FUNDAMENTAL #2: How will primary care expansion and practice and workforce transformation be supported with training and technical assistance?
  • Consultant conducted PCMH, IT and DSRIP project readiness and prepared report of areas of focus, EMR interoperability and clinician rosters.
  • 2014 PCMH Level 3 toolbox has been developed and six Practice Transformation Staff (PTS) hired who work with assigned PCPs to track project management, training, coaching, and reinforcing cultural change. Unclear on current PCMH status.
  • The PTS will support training primary care sites on population health, team based care, care coordination and care transitions offered in different venues including onsite, online and webinars and possibly CME.
  • Implementing sustainable population health strategies including proactive patient engagement activities prior to office visits is not clearly described nor is a timeline for PCMH milestones. The PPS' Best Practices Workgroup includes representation of local physicians helping identify Standards of Care for project deliverables and best channels to deliver information.
  • Plan to raise awareness about Loan forgiveness via the HRSA award at UB Medical School, the General Scholar's program and the Primary Connections Program.
FUNDAMENTAL #3: What is the PPS´s strategy for how primary care will play a central role in an integrated delivery system (IDS)?
  • Changed partner strategy from project to relationship management within an integrated delivery system model including strategic development in PCMH standardized care coordination protocols, maximized use of EMR technology/robust connection to HEALTHeLINK RHIO and Millennium's population health software, and education to other partners to support better communication with primary care practices.
  • Population Health solution will also create scorecards to merge workflows and data and rolled out via the PTS, on–site training and online learning system.

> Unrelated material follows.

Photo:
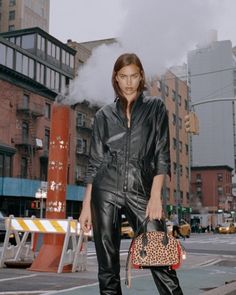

  • Maximize health homes engagements via monthly meetings with health plans and CPWNY PPS. Where possible centralize processes of referrals, communication and education.
  • There are 8 Primary Care Physicians are on the Physician Steering Committee, 2 PCPs on Board of Managers, 3 PCPs on PACs and 2 PCPs on Clinical QC.
FUNDAMENTAL #4: What is the PPS´s strategy to enable primary care to participate effectively in value–based payments (VBP)?
  • VBP questionnaire was distributed to all partners including PCPs; results will lead to plans for each organization, timelines and gaps and mitigation strategies.
  • While VBP descriptions specific to primary care are not clear, there are website resources on VBP and the Physician Steering Committee is unofficial workgroup for VBP and recommended financial models to help predict future state revenues.
  • Use of the population health software in December 2016 is expected to help integrate clinical data from partners of Medicaid members and support VBP budgeting and risk management.
FUNDAMENTAL #5: How does your PPS´s funds flow support your Primary Care strategies?
  • Through the use of Master Services Agreement, funds are bucketed by provider category and then by % of Medicaid patients. More are directed to Safety Net primary care partners (but not clearly explained). Primary care practices can receive support from PTS or work independently to earn funds. Dollars paid to date to PC sites not included.
FUNDAMENTAL #6: How is the PPS progressing toward integrating Primary Care and Behavioral Health (building beyond what is reported for Project 3.a.i)?
  • PC assessments found that many sites already have Model 1 BH into Primary Care integration but need to further improve access to BH services. Strategy to provide education to PCPs on how to better manage patients with BH within internal practices through agreed upon standards of care, workflows, consent issues within integrated service models, and funds flow to support this integration in the BH MSA.
  • SBIRT training offered for practices seeking to expand SUD services. PCP education to increase confidence in prescribing psychotropic medication, patient screening, and care coordination vs lengthy wait for external psychiatrist outpatient appointment. Partnering with psychiatrist in developing a collaborative care model.